The quartet of international trustees overseeing the road map to peace in Israel and the Palestinian territories — the U.S., the European Union, Russia, and the United Nations — had long been pushing for a unity agreement in which Hamas, which the U.S. lists as a terrorist group, would agree to end its armed resistance against Israel. But that didn’t fully happen under the terms of the agreement: Hamas has agreed to a cease-fire of the rockets that are regularly fired at Israeli territory from Gaza, but hasn’t rewritten its fundamental charter, in which the group makes clear that it does not recognize Israel’s right to exist.
“I think the president was pretty clear in saying that the Palestinian Authority had to renounce terrorism as a tactic in terrorist organizations,” said Elliot Karp, CEO of the Jewish Federation of Las Vegas. “But Hamas is clearly a terrorist organization, and Hamas is now part of the Palestinian Authority ... unless the representative groups that make up the Palestinian Authority recognize Israel’s right to exist, and renounce their calls for the destruction of the Jewish state, you don’t have a negotiating party you can sit down with.”
In the meantime, local Jews are demanding the president take a much tougher line than he is.
“Giving them any type of territory, it really hasn’t helped out anything,” said Eddy Chaltiel, 25, the son of former mayoral candidate Victor Chaltiel, who said he was supportive of Obama but has become disillusioned. “It hasn’t increased peace, it hasn’t promoted peace in that area.
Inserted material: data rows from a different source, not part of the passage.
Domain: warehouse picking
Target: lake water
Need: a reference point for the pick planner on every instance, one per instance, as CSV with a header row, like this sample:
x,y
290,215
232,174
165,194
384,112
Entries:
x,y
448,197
I think a lot of Jews in Southern Nevada are pretty upset about what he said.”
“Even though the president talked about land swaps, I’m pretty sure that all the Palestinians heard was ‘1967,’?” Berkley said. “I thought both of his points were nonstarters, and not artfully stated.”
Berkley has been much more outspoken about her disdain for Obama’s Israel stance than Reid. She has called for the United States to end its foreign aid to the Palestinian Authority and also introduced legislation in Congress to ensure that if the new government in Egypt retreats from the peace treaty with Israel, the U.S. will rescind its foreign aid to Egypt.
Those are strong steps to the right of the president and echo the impassioned campaign that many Republicans are staging on the floors of Congress, striking at the first chink in the president’s foreign policy armor since Obama triumphantly announced the death of bin Laden.
But even though almost everything that goes through Washington these days is looking toward 2012, Israel may be the exception.
Strong support for Israel is bipartisan, both in the Nevada delegation and in Congress, which in joint session this week welcomed Netanyahu with a warmer reception and more standing ovations than the president received during his State of the Union address.
Although Israel is an important issue for Berkley, as is it to Nevada’s Jewish electorate, it isn’t everything: Come election time in the swinging Silver State, Berkley and Obama will still need each other’s support, built around the domestic issues that are likely to play a much bigger role in 2012, to thrive — likely meaning there are limits to how publicly incensed Berkley will get.
Although some in Congress are calling for a resolution of formal rebuke to Obama for his stated Israel policy, she says she has no intention of taking her disagreement that far.
“I’m less concerned about rebuking the president of the United States,” she said. “I’m more concerned about the policy of the United States.”